Use TfidfVectorizer from sklearn.feature_extraction.text to convert text data into TF-IDF features. Fit the vectorizer on your text data with fit_transform() to get the TF-IDF matrix representing word importance.
📐

Syntax

The main class to use is TfidfVectorizer. You create an instance, then call fit_transform() on your list of text documents to get the TF-IDF matrix. You can also use transform() on new data after fitting.
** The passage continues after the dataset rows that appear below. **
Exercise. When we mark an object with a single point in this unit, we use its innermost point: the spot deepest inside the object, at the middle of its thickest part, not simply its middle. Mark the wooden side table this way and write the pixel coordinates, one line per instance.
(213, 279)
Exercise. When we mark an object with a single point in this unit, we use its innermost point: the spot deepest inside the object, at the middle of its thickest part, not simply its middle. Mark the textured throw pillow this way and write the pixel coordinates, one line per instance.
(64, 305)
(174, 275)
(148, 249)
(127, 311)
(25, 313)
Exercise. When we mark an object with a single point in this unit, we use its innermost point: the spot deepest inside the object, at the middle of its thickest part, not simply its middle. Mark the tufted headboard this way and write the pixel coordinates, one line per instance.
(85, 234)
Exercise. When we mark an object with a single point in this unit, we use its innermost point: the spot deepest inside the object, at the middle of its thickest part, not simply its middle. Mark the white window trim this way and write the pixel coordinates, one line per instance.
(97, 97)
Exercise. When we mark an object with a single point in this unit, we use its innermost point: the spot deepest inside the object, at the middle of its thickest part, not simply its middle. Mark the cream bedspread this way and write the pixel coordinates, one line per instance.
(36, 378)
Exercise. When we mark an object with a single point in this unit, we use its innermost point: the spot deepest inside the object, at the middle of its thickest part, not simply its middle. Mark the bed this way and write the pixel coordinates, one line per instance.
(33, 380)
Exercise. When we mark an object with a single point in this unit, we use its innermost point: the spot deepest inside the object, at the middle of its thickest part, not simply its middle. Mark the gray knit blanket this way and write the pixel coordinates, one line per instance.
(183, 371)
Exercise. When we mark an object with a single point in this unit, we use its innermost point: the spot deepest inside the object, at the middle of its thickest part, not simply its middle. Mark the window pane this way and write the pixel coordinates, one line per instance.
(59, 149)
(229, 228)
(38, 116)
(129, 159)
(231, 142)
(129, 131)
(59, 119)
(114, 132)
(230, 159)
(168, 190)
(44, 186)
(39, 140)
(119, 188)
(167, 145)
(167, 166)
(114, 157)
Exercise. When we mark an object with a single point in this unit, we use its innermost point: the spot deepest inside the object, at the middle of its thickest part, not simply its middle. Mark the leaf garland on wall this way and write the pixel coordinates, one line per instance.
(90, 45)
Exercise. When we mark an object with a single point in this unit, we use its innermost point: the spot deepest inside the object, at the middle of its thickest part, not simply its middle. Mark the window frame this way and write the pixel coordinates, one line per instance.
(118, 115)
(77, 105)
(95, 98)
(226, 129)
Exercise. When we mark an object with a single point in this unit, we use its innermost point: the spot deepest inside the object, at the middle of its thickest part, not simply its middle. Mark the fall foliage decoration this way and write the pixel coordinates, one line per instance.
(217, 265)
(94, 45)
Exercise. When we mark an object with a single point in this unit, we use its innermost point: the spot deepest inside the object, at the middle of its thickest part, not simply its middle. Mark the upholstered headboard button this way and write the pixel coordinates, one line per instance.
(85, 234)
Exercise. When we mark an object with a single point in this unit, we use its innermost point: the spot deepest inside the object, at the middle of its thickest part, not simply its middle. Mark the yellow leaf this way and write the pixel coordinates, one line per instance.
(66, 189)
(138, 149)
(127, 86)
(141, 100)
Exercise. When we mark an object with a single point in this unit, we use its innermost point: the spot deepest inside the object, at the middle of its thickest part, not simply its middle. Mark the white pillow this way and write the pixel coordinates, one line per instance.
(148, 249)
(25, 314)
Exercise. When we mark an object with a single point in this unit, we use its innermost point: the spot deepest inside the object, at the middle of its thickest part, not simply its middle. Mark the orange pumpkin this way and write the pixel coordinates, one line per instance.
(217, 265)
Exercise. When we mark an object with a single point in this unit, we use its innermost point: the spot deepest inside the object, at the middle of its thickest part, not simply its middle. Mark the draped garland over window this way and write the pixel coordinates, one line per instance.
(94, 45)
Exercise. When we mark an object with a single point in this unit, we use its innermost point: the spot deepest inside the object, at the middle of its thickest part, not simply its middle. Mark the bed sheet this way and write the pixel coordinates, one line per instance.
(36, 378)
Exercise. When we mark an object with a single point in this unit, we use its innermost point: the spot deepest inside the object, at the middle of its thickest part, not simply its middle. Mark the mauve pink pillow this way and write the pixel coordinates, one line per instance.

  • TfidfVectorizer(): Initializes the vectorizer with optional parameters like stop_words or max_features.
  • fit_transform(texts): Learns vocabulary and idf, then transforms texts to TF-IDF features.
  • transform(texts): Transforms new texts using the learned vocabulary and idf.
python
from sklearn.feature_extraction.text import TfidfVectorizer

vectorizer = TfidfVectorizer(stop_words='english', max_features=1000)
tfidf_matrix = vectorizer.fit_transform(texts)  # texts is a list of strings

# To transform new texts after fitting:
new_tfidf = vectorizer.transform(new_texts)
💻

Example

This example shows how to create a TF-IDF matrix from a small list of text documents. It prints the feature names and the TF-IDF values for each document.

python
from sklearn.feature_extraction.text import TfidfVectorizer

texts = [
    'the cat sat on the mat',
    'the dog sat on the log',
    'cats and dogs are friends'
]

vectorizer = TfidfVectorizer(stop_words='english')
tfidf_matrix = vectorizer.fit_transform(texts)

print('Feature names:', vectorizer.get_feature_names_out())
print('TF-IDF matrix shape:', tfidf_matrix.shape)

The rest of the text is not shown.